IV Bouzouki foundations · Chapter 7
Tremolo — the bouzouki's defining technique
The rapid up-down picking that sustains a note — and why most beginners do it wrong.
If one technique makes the bouzouki sound like the bouzouki, it’s tremolo — the rapid, controlled alternation of down and up strokes on a single course, producing the illusion of a sustained note from an instrument that physically can’t sustain.
A plucked metal string decays fast. Even a strong attack on the bouzouki fades within a second or two. To play a melody where notes need to hold — a slow zeibekiko, a heart-wrenching laïkó ballad — you can’t just strike the string and let it ring. You need tremolo.
What it is, mechanically
A tremolo is alternate picking executed continuously on a single course, typically at 8 to 16 notes per second, with even volume on every stroke. That’s it. Down-up-down-up-down-up, fast, even, controlled.
What makes it sound like a sustained note rather than a stutter is the evenness: when every stroke produces the same volume and the gaps between strokes are exactly the same length, the ear hears a single continuous sound rather than discrete pulses.
This is why evenness matters more than speed. A slow, perfectly even tremolo sounds beautiful. A fast, uneven one sounds like a malfunction.
The motion
Reread chapter 5 (right-hand fundamentals) — the same wrist-rotation motion that powers single-note alternate picking is what powers tremolo. There’s no separate “tremolo technique”; it’s just alternate picking done continuously and at higher speed.
Things to watch:
- Wrist, not forearm. Your forearm should rest on the soundbox and stay almost motionless. The picking motion is a small wrist rotation.
- Stay close to the string. The pick doesn’t travel far in either direction. A 5-10 mm arc above and below the string is plenty. Big motions are slow and uneven.
- Pick attack angle stays shallow. The same near-parallel pick angle you use for single notes. If your tremolo sounds bright on downstrokes but muffled on upstrokes, your pick angle is rotating — fix that.
- Both strings of the course, not just one. A tremolo strikes both strings of the course on each stroke. On octave pairs (F and C courses), this is what produces the characteristic shimmering tremolo sound. On unison pairs (A and D), both strings double the same note.
The metronome practice
This is the single most useful exercise for building tremolo:
- Set a metronome to 60 BPM.
- Pick a single open string — start with the A course.

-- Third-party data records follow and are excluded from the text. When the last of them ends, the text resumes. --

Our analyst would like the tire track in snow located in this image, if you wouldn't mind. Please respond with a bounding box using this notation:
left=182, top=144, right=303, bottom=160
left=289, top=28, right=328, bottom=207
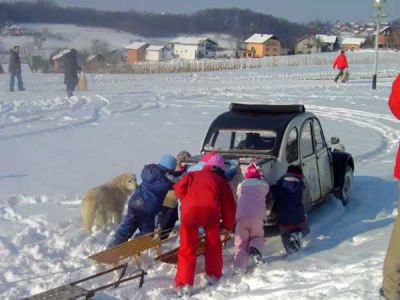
left=307, top=105, right=400, bottom=161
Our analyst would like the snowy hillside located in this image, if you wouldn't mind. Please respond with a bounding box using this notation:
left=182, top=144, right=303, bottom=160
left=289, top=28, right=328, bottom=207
left=0, top=23, right=237, bottom=63
left=0, top=65, right=400, bottom=300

- Play four strokes per beat: down, up, down, up. So at 60 BPM, you’re playing 4 notes per second (240 notes per minute).
- The first note of each beat is a downstroke. Then up, then down, then up — and the next beat starts with another downstroke.

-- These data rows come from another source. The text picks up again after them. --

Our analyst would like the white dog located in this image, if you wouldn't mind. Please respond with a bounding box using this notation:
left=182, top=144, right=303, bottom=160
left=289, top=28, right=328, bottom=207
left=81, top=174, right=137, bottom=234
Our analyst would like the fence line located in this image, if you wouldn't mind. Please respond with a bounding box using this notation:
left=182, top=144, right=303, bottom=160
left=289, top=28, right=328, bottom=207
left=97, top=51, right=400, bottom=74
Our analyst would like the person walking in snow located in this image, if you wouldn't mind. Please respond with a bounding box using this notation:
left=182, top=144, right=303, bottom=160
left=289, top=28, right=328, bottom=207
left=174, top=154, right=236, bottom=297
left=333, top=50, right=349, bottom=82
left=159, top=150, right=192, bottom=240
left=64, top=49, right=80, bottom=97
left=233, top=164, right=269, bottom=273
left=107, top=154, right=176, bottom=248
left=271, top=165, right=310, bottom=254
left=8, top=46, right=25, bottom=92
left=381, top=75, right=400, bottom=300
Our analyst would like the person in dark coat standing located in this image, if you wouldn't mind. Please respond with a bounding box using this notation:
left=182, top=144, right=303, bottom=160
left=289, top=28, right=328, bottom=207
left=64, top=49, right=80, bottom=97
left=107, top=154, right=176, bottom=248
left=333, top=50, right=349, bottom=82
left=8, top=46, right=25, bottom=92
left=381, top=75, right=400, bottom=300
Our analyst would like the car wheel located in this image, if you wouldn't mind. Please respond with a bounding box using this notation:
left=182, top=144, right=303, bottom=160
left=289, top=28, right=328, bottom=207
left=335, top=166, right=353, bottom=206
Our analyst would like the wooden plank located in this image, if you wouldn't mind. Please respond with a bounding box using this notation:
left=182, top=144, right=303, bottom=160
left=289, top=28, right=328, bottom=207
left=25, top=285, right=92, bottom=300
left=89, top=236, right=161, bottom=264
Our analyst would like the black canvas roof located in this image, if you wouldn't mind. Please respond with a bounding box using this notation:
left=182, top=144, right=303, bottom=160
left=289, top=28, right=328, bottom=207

- Play this for two full minutes without stopping. Listen carefully. Is every stroke the same volume? The same spacing?
- If yes, increase to 70 BPM the next day. If no, stay at 60 until it’s right.
You’re trying to internalize the even alternation as a physical reflex. Once your hand can produce a perfectly even 4-notes-per-beat at 90 or 100 BPM, you can move to 6 notes per beat (still alternating down-up), then 8.
By the time you can play 8 notes per beat at 120 BPM cleanly, you’re playing 16 notes per second — fast enough that the ear hears a sustained note, not discrete pulses. That’s tremolo.
How long this takes
Months. Don’t be discouraged. Tremolo is the technique that takes the longest to develop because it’s the one where any small inconsistency is audible. Players who started with poor habits sometimes take years to unlearn them.
If you build it correctly from the start — slow, even, wrist-driven, shallow angle — you’ll have a usable tremolo within a few weeks and a beautiful one within six months.
Recap
- Tremolo is continuous alternate picking on a single course, producing the illusion of a sustained note.
- Evenness matters more than speed. Always.
- Practice at a slow metronome speed, 4 strokes per beat at 60 BPM, until the alternation is perfectly even — then increase speed.
- Wrist motion only. Shallow pick angle. Both strings of the course on every stroke.
- Building good tremolo takes months. Building bad tremolo takes weeks and years to fix. Be patient.